La mise en scène est certes très maîtrisée par Robbie Ryan — directeur de la photographie du magnifique film Bird (2024) d’Andrea Arnold — mais elle vire vite à l’afféterie.Les cadres grand-angle, les visages écrasés, les performances mettent constamment le spectateur dans une position d’incertitude, de vigilance et d’anxiété. Tout cela donne un style, oui, mais un style qui tourne à vide puisque le malaise répété finit par devenir un tic, une recette visuelle préfabriquée qui se répète dans la quasi-totalité de la filmographie de Lanthimos. Il y a du maniérisme là où il devrait y avoir du sens. On sent le réalisateur s’admirer lui-même — en mettant sur la table la carte de son génie dans l’esthétisme — en train de provoquer du malaise.
Quant au sous-texte politique, il n’est jamais assumé. Lanthimos fait semblant de dénoncer la post-vérité, et le capitalisme avec son aspect anti-écologique et anti-social mais sans jamais prendre position. Il joue l’équilibriste cynique : tout le monde est coupable, donc personne ne l’est vraiment. Il ne critique pas le capitalisme pharmaceutique, il le met en scène comme un décor stylisé. Il ne dénonce pas les complotistes, il les justifie en leur donnant raison. Il ne dénonce pas non plus le sentiment d’impuissance politique, il l’élève en posture esthétique.
Le résultat est donc un film qui se gargarise de ne rien résoudre, de ne rien affirmer, de ne rien transmettre. Il constate et croit que constater suffit à penser. Derrière sa façade “intellectuelle”, Bugonia n’a rien à dire que nous ne sachions déjà : le monde est fracturé par un capitalisme rongeur, les puissants bourgeois veulent nous écraser, mais ce n’est pas pour autant qu’il faut s’avouer vaincu.

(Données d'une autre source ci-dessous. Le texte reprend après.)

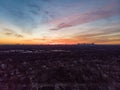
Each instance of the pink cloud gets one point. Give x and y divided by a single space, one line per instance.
82 18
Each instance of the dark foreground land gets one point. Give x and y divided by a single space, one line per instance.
70 67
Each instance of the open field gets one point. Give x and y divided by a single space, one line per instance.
60 67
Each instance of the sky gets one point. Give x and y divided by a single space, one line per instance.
59 21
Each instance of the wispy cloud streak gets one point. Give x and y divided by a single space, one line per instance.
82 18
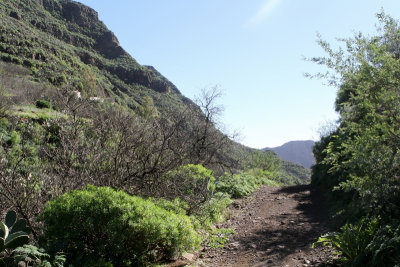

On sort de la salle non pas déstabilisé mais frustré. Non pas interrogatif mais confisqué de tout rapport émotionnel. C’est un film qui laisse certes une trace en raison d’une atmosphère oppressante et gore, mais laisse également une impression stérile : celle d’avoir assisté à un exercice de style refermé sur lui-même, trop occupé à se contempler plutôt que de nous interroger.
Je finirai donc ma critique sur ces mots : Bugonia se voulait miroir de la société, mais il finit par être une vitrine esthétique.